There is always a place for grant-based services for certain marginalised populations, hard to reach areas, and certain social problems. Certain segments of society will need grant-based programmes, because they are not able to afford services at this point, and whatever they are able to afford is not going to give them the quality of services that they deserve. But having said that, there are also many problems that social enterprises can solve.

I'm excited about the Asian Impact Leaders Network because it's a good place to network with impact leaders in the region, and see what kind of opportunities and collaborations are possible. It opens up doors and it's also good to know what others are doing. It gives ideas for what can be done. It's a great way to meet, interact, network and collaborate and look at possible opportunities to collaborate. 

AVPN is very well placed because it's working with a lot of newer, younger philanthropists and family offices. It has a very good opportunity to educate the newer philanthropists about what works, what doesn't work, and ensure that they are able to communicate with people who have a lot of credible experience in development on the ground. 

Because of the economic crisis, a lot of countries might really need concessionary debt, and on very soft terms, zero interest debt. My hope is that the G20 will be able to recognise that and mobilise funds, so that some of these countries can be in a better position, ride through the crisis, rather than needing a bailout at the last minute.

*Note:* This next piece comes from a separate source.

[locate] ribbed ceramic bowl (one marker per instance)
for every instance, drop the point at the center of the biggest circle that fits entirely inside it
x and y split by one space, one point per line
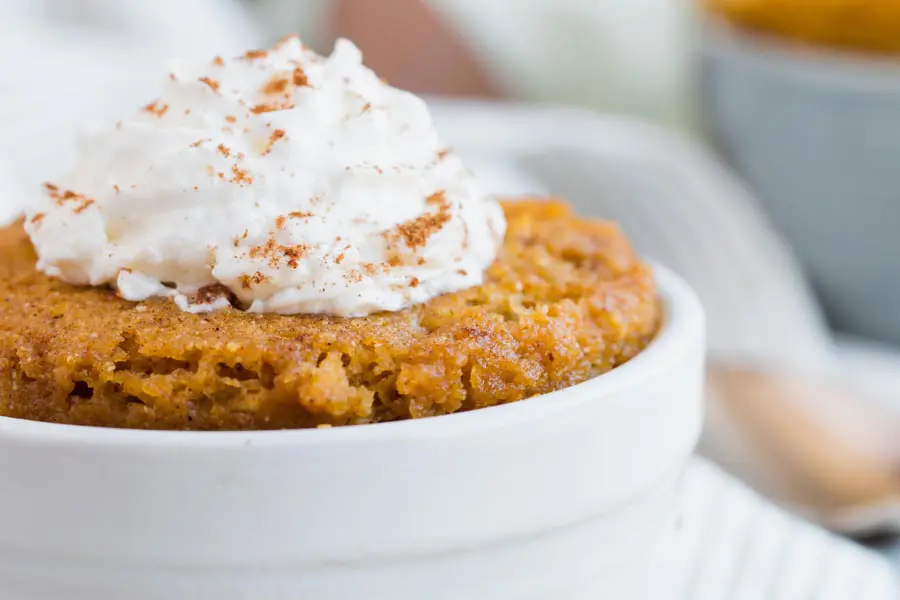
817 135
560 497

Maize farmers supported by BRAC's agriculture and food security programme
Maize farmers supported by BRAC's agriculture and food security programme
 

The other thing is climate, and the important thing for South Asia is adaptation, not mitigation. We are not the biggest contributors to the problem, but we are some of the biggest sufferers. Although a lot of the dialogue and a lot of the agenda gets set in the Global North, just like with Covid-19, it's the poorest that are the most vulnerable. The G20 happening in Indonesia is a great opportunity to highlight and really understand how important adaptation is.

My hope is that with all of the things the world is going through, there's a collective realisation amongst leaders that more of the same isn't going to take us to the future, that we really need to rethink, re-strategise and re-prioritise, and redo allocations in our budgets for what's important to people – like health and education for example.

I think a lot of the constraints are man-made – countries can spend a lot of their budgets on things that don't serve humanity. It's a question of re-prioritising and really understanding what serves humanity – humanity as a whole, and not the interests of the few, the interests of the powerful, and the interests of the rich.

 

·BIOGRAPHY 

·Name 

Tamara Abed

·Country of origin 

Bangladesh

·Current role 

Managing director of BRAC Enterprises, overseeing BRAC's ten social enterprises.

·Other roles 

She chairs the board of BRAC University and sits on the boards of several other BRAC entities.